Crucé los brazos y apoyé los codos en la mesa para disuadirle de nuevos contactos.
– Tenemos que hablar, Curtis.
– Tengo todo el tiempo del mundo. ¿Te apetece una cerveza? Te invito.
Sin esperar mi respuesta, enseñó al camarero de la barra la botella de cerveza y dos dedos.
– ¿Quieres comer algo? Pide lo que quieras -me ofreció.
– Acabo de comer.
– Coge patatas entonces. Pica lo que quieras. ¿Cómo sabías que me habían soltado? La última vez que nos vimos estaba entre rejas. Estás de miedo.
– Gracias. Tú también. La última vez que nos vimos fue ayer -dije.
Se levantó y fue a la barra para coger las cervezas. Aproveché la ocasión para picar unas patatas. Las habían cortado en forma de cuña, les habían dejado la piel y estaban muy bien cocinadas. Curtis volvió al reservado con las botellas, se puso junto a mí y sacudió la cadera como si quisiera sentarse a mi lado.
– Ni hablar -dije. Se comportaba como si fuera mi novio, y advertí que los de la barra nos miraban ya con cara especulativa.

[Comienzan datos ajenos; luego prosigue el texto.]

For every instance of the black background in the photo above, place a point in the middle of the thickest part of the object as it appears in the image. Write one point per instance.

Me negué a hacerle sitio y tuvo que sentarse donde antes. Me pasó una cerveza y me sonrió de oreja a oreja. Harto de cerveza, tabaco y grasas saturadas, tal vez creyera que, con un poco de suerte, a lo mejor ligaba aquella tarde.
– No vas a ser mala conmigo, ¿verdad, cariño?

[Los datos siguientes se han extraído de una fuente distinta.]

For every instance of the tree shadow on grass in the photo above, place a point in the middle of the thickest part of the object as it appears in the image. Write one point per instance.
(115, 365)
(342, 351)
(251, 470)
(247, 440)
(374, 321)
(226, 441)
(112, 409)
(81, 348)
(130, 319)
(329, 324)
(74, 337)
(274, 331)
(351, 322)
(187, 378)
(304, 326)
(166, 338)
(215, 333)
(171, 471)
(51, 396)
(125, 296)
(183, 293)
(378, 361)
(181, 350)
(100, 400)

– Curtis, acaba de comer y deja de mirarme con cara de carnero degollado. Me entran ganas de atizarte con un periódico.
– Eres un cielo -dijo. La pasión, por lo visto, le había quitado el hambre. Apartó la bandeja, encendió un cigarrillo y me lo ofreció, como si acabáramos de retozar en la cama.
– No soy ningún cielo. Tengo muy malas pulgas. Y ahora, al grano. Hay un pequeño problema con lo que me contaste ayer.
Arrugó el entrecejo para demostrarme que se ponía serio.
– ¿Qué quieres decir?
– Me contaste que habías asistido al juicio de David Barney.
– A todo no. Ya te lo dije. El delito es interesante a veces, pero la ley es aburrida, ¿conforme?
– Me dijiste que habías hablado con David Barney cuando salió de la sala, poco después de que le absolvieran.
– ¿Eso te dije?
– Sí.
– Esa parte no la recuerdo. ¿Cuál es el problema?
– El problema es que entonces estabas esperando a que te acusaran formalmente de allanamiento de morada.
– Nooooo -exclamó con incredulidad-. ¿En serio?